The maxillary sinus, also known as the antrum of Highmore, is the largest of the sinuses--air-filled spaces that extend from the floor of the orbits to the roots of the upper teeth.
The nasopharynx is located above the soft palate. It communicates with the nasal cavity and provides a passageway for air during breathing. The eustachian tubes, which connect the pharynx with the middle ears, open through the walls of the nasopharynx.
Opening of the maxillary sinus
The opening of the maxillary sinus enters into these largest of the sinuses, air-filled spaces that extend from the floor of the orbits to the roots of the upper teeth.
The trachea (or windpipe) is a wide, hollow tube that connects the larynx (or voice box) to the bronchi of the lungs. It is an integral part of the body’s airway and has the vital function of providing air flow to and from the lungs for respiration.

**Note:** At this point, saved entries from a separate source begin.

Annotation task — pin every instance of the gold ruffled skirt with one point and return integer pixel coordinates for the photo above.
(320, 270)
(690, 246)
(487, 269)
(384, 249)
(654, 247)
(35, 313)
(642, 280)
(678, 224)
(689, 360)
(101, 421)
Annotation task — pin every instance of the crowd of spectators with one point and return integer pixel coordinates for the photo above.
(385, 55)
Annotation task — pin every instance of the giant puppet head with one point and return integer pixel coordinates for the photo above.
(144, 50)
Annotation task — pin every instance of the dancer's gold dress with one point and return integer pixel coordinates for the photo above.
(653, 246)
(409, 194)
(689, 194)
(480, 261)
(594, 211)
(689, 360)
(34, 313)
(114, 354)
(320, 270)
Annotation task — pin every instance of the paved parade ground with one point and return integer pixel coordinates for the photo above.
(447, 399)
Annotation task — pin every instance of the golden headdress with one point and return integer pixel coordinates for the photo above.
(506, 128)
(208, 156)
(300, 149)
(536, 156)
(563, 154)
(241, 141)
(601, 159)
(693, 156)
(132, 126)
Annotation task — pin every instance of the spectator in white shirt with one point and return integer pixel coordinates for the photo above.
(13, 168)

The trachea begins at the inferior end of the larynx in the base of the neck. It is located along the body’s midline, anterior to the esophagus and just deep to the skin, so that it is possible to feel the larynx through the skin of the neck. From its origin at the larynx, the trachea extends inferiorly into the thorax posterior to the sternum. In the thorax, the trachea ends where it splits into the left and right bronchi, which continue onward toward the lungs.

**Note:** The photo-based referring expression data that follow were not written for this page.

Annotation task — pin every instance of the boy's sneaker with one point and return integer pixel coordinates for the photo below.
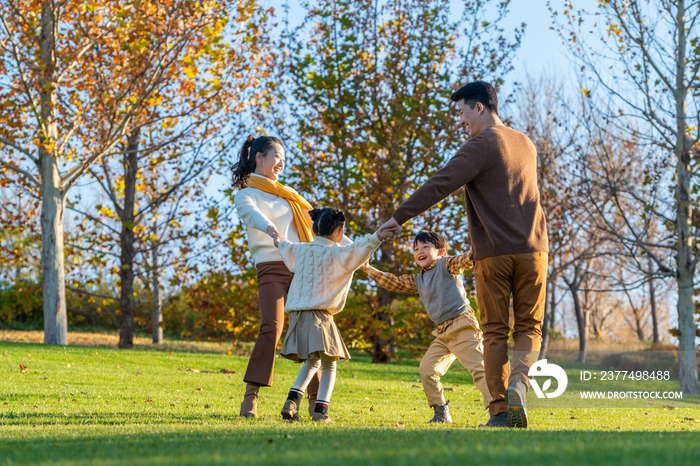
(499, 420)
(442, 414)
(517, 408)
(290, 411)
(312, 405)
(319, 417)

Viewed in cross section, the trachea is about one inch (2.6 cm) in diameter. It has a thin, membranous wall with C-shaped rings of cartilage embedded into it. Between sixteen and twenty cartilage rings are stacked along the length of the trachea, with narrow membranous regions spaced between the cartilage rings. The open ends of the cartilage rings face the posterior of the trachea near the esophagus.
Four layers of tissues make up the walls of the trachea:
- The mucosa is the innermost layer and consists of ciliated pseudostratified columnar epithelium with many goblet cells. Goblet cells produce sticky mucus to coat the inner lining of the trachea and catch any debris present in inhaled air before it reaches the lungs. On the surface of the columnar cells, long, hair-like cilia beat together to push mucous away from the lungs like a microscopic conveyor belt. Mucus from the trachea, along with any trapped contaminants, makes its way to the larynx, where it is either expelled during coughing or swallowed and digested in the stomach.

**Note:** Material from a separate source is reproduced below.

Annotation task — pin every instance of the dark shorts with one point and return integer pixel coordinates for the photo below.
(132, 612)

- Deep to the mucosa is the submucosa layer, which is made of areolar connective tissue containing blood vessels and nervous tissue. Many collagen, elastin and reticular protein fibers give soft support and elasticity to the wall of the trachea, while blood vessels and nerves support the other layers of the tracheal wall. Longitudinal smooth muscle fibers are present in the posterior trachea between the ends of the cartilage rings. This smooth muscle tissue allows the trachea to adjust its diameter as needed.
- Surrounding the submucosa is a layer of hyaline cartilage that forms the supportive rings of the trachea. Hyaline provides a strong, yet flexible structure that maintains an open airway and is resistant to external stresses.
- The outermost layer of the trachea is the adventitia, a layer of areolar connective tissue that loosely anchors the trachea to the surrounding soft tissues.
While the trachea plays a vital role as a passive air passageway, it also performs several other important functions as well. The trachealis muscle in the posterior wall allows the trachea to contract and reduce its diameter, which makes coughs more forceful and productive. During the process of swallowing food, the esophagus expands into the space normally occupied by the trachea. The incomplete cartilage rings of the trachea allow it to narrow and permit the esophagus to expand into its space. Finally, the loose connection of the adventitia allows the trachea to move within the neck and thorax, aiding the lungs in their expansion and contraction during breathing.